De-compressing Rows
Parag Verma
11th Nov, 2022
Introduction
In this blog we will we can de-compress aggregated customer records.
package.name<-c("dplyr","stringr")
for(i in package.name){
if(!require(i,character.only = T)){
install.packages(i)
}
library(i,character.only = T)
}
Step 1: Creating a data frame
Lets create a dummy data frame with compressed shopping history for a customer.
df<-data.frame(Customer_Num="Customer 1",
Product_Name=c("A|B|AB|C|X")
)
head(df)
Customer_Num Product_Name
1 Customer 1 A|B|AB|C|X
Just by looking at the data we cant get a hang of whats happening.What we require here is a granular view of things.

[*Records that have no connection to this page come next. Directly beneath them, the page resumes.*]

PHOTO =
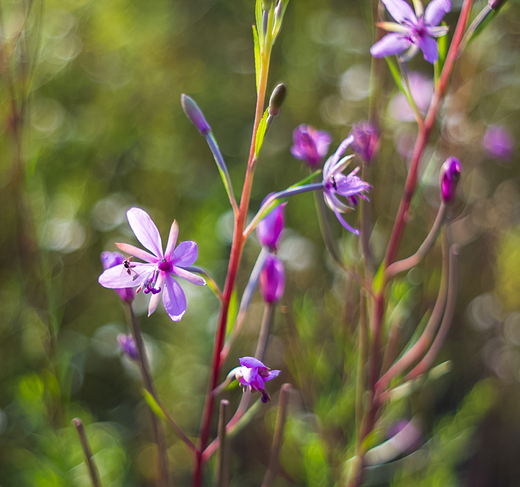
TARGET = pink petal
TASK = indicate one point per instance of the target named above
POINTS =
(145, 230)
(174, 299)
(172, 239)
(185, 254)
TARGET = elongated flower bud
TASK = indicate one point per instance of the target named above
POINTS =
(195, 115)
(277, 99)
(450, 175)
(272, 279)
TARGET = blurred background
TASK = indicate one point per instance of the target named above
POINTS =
(92, 125)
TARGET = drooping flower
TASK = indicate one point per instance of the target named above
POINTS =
(253, 374)
(497, 142)
(413, 30)
(272, 279)
(270, 228)
(351, 187)
(310, 145)
(112, 259)
(366, 140)
(450, 175)
(157, 272)
(127, 345)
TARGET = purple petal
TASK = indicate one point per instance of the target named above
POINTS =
(145, 230)
(185, 254)
(174, 299)
(400, 11)
(429, 48)
(389, 45)
(435, 11)
(251, 362)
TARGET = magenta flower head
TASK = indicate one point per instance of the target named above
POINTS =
(159, 268)
(269, 229)
(413, 30)
(272, 279)
(310, 145)
(112, 259)
(366, 140)
(497, 142)
(335, 183)
(450, 175)
(127, 345)
(253, 374)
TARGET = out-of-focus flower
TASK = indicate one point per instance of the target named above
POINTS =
(272, 279)
(112, 259)
(366, 140)
(127, 345)
(158, 268)
(254, 374)
(413, 31)
(270, 228)
(450, 175)
(335, 183)
(310, 145)
(421, 89)
(497, 142)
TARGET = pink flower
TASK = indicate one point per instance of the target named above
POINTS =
(157, 272)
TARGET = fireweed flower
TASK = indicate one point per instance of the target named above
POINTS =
(127, 345)
(272, 279)
(270, 228)
(413, 31)
(497, 142)
(112, 259)
(157, 272)
(310, 145)
(351, 187)
(450, 175)
(366, 140)
(253, 374)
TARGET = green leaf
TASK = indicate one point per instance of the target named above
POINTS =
(260, 133)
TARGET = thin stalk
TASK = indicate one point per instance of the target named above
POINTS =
(94, 476)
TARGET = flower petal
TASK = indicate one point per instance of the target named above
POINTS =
(436, 10)
(154, 299)
(174, 299)
(389, 45)
(145, 230)
(136, 252)
(400, 11)
(250, 362)
(189, 276)
(117, 277)
(172, 239)
(185, 254)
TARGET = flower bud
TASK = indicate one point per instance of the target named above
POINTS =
(366, 140)
(450, 175)
(272, 279)
(127, 345)
(269, 229)
(195, 115)
(277, 99)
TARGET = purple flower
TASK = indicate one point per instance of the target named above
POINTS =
(413, 30)
(112, 259)
(272, 279)
(450, 175)
(156, 273)
(498, 142)
(310, 145)
(254, 374)
(366, 140)
(350, 187)
(269, 229)
(127, 345)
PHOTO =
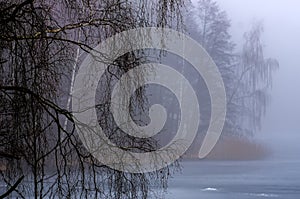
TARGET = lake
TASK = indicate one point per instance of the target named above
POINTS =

Maybe something like the below might give us better idea.
Now lets try and get the same summary using dplyr and toString
Step 2: Creating granular records at Customer Level
l1<-list()
l1<-lapply(1:nrow(df), function(x){
x2<-str_split(df[x,"Product_Name"],"['|]")[[1]]
interim.df<-data.frame(Customer = df[x,"Customer_Num"],
Product = x2)
return(interim.df)
})
final.df<-do.call(rbind.data.frame,l1)
final.df
Customer Product
1 Customer 1 A
2 Customer 1 B
3 Customer 1 AB
4 Customer 1 C
5 Customer 1 X